For as long as man has feared the darkand the unknown, we've been scared – and entertained – by the idea of monsters any mysterious beasts. Naturally, they have been a staple of the cinema since the very beginning, with George Méliès resurrecting a mummy back in 1899.
Since then the movie monster has evolved hand-in-hand with the improvements in visual effects with prosthetics, stop-motion, backlit projection and green screen all playing their part through the ages. But it is digital effects that have really shaken things up. Now, in these creatively unshackled times, just what makes a good movie monster?
At a design level, at least, the things that make a good movie monster are arguably the same as they've always been. The word 'monster' may be derived from 'monstrum' (meaning 'against nature'), but Terryl Whitlatch, the scientifically-trained artist renowned for her creature designs for Lucasfilm, points out that the best monsters draw on reality.
"When you take elements from nature and place them into an imaginary creature you immediately give it a soul, and a hook for the audience to relate to," she explains. "Taking a human and adding a demonic element is immediately effective. When you think of something horrible, it's almost inevitably about the worse aspects of human nature. Animals have more of an innocence to them.
"Size has a huge influence on the way a creature interacts with the environment, of course, but there is a point where it gets too much," adds Terryl. "You need a believable skeleton and muscle system – if you get to Pacific Rim levels of gigantism you have to ask whether we can actually believe any more, and whether the forces of gravity would take hold."
While advances in digital monster creation have in turn increased audience sophistication, Ben Mauro, a freelance concept designer who recently worked with Weta on the Hobbit movies, cautions against letting them influence the creative process.
"I don't think audiences tastes should be a factor, or there would be no original design. People don't usually know what they want, so it's the designer’s job to show them that new thing, the one that surprises and excites them."
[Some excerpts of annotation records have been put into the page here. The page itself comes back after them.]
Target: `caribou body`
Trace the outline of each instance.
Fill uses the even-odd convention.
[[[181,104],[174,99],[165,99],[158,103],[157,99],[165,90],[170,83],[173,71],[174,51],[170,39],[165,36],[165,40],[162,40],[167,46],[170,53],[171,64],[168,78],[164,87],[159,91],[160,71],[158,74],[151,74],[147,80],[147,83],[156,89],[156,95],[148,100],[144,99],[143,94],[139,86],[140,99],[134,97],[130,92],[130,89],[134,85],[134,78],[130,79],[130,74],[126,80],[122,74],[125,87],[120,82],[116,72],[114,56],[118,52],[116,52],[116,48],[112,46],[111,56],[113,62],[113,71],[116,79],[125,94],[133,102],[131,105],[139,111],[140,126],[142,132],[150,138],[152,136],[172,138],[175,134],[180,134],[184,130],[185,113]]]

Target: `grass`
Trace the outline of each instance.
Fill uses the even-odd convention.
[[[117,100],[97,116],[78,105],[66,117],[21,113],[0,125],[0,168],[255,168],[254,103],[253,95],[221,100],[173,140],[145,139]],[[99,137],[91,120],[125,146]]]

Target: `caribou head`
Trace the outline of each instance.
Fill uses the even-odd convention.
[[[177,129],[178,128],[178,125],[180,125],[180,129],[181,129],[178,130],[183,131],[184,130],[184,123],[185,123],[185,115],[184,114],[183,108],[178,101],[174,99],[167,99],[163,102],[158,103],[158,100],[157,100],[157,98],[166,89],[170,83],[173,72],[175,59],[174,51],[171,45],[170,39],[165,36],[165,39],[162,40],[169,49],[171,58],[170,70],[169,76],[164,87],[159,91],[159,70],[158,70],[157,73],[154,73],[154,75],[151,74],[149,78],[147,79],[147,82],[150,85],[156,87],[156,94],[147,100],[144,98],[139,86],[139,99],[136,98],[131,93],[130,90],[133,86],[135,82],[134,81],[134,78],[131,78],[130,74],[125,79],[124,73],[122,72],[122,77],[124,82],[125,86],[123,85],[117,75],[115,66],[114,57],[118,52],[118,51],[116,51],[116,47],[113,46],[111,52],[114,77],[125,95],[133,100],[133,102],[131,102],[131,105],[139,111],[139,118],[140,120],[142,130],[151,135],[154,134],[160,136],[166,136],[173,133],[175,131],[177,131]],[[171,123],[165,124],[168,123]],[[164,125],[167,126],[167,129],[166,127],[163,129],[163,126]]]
It's interesting however that our favourite creatures are often from an earlier time. "Giger's Alien has always been especially frightening for me," says Terryl. "It was very clever in the way it combined a skeletal, intestinal design and aspects of a praying mantis, with a jackhammer action that would snap at its victims. It's that fear of spindly insect behaviour writ large."
"It's such a spectacular design," agrees Loic Zimmerman, design supervisor, Luma Pictures. "The rhythm of the shapes, anatomical madness, not to mention the strong sexual vibe of Giger's work, combined with a claustrophobic atmosphere and very low light, makes it very effective. And John Carpenter's The Thing is a good example of uncomfortable design. Anomalies can freak us out."
This appreciation of the classics bodes well for Gareth Evans' Godzilla reboot, which hits cinemas next month. The new creature, designed by Evans and Weta Workshop, respects the iconic original, yet from what can be seen of MPC's visual effects in the trailers – this appears to be a 'kaiju' that looks, moves and destroys in an all-too-believable manner.
"I’m really looking forward to it," says Loic. "The power of anticipation, which Evans explored in his earlier film Monsters, could prove to be more important than the reveal. Will the build up result in an exhilarating payoff? I can’t wait to find out."
"I think Godzilla has been a representation of the tastes, feelings and concerns of each generation of viewers," adds Terryl. "As technology improves I'd say it's fair to revisit a classic design and play around with higher degrees of sophistication and reality. Godzilla is no longer a man in a costume, but more akin to a large dinosaur… and of course everyone loves dinosaurs."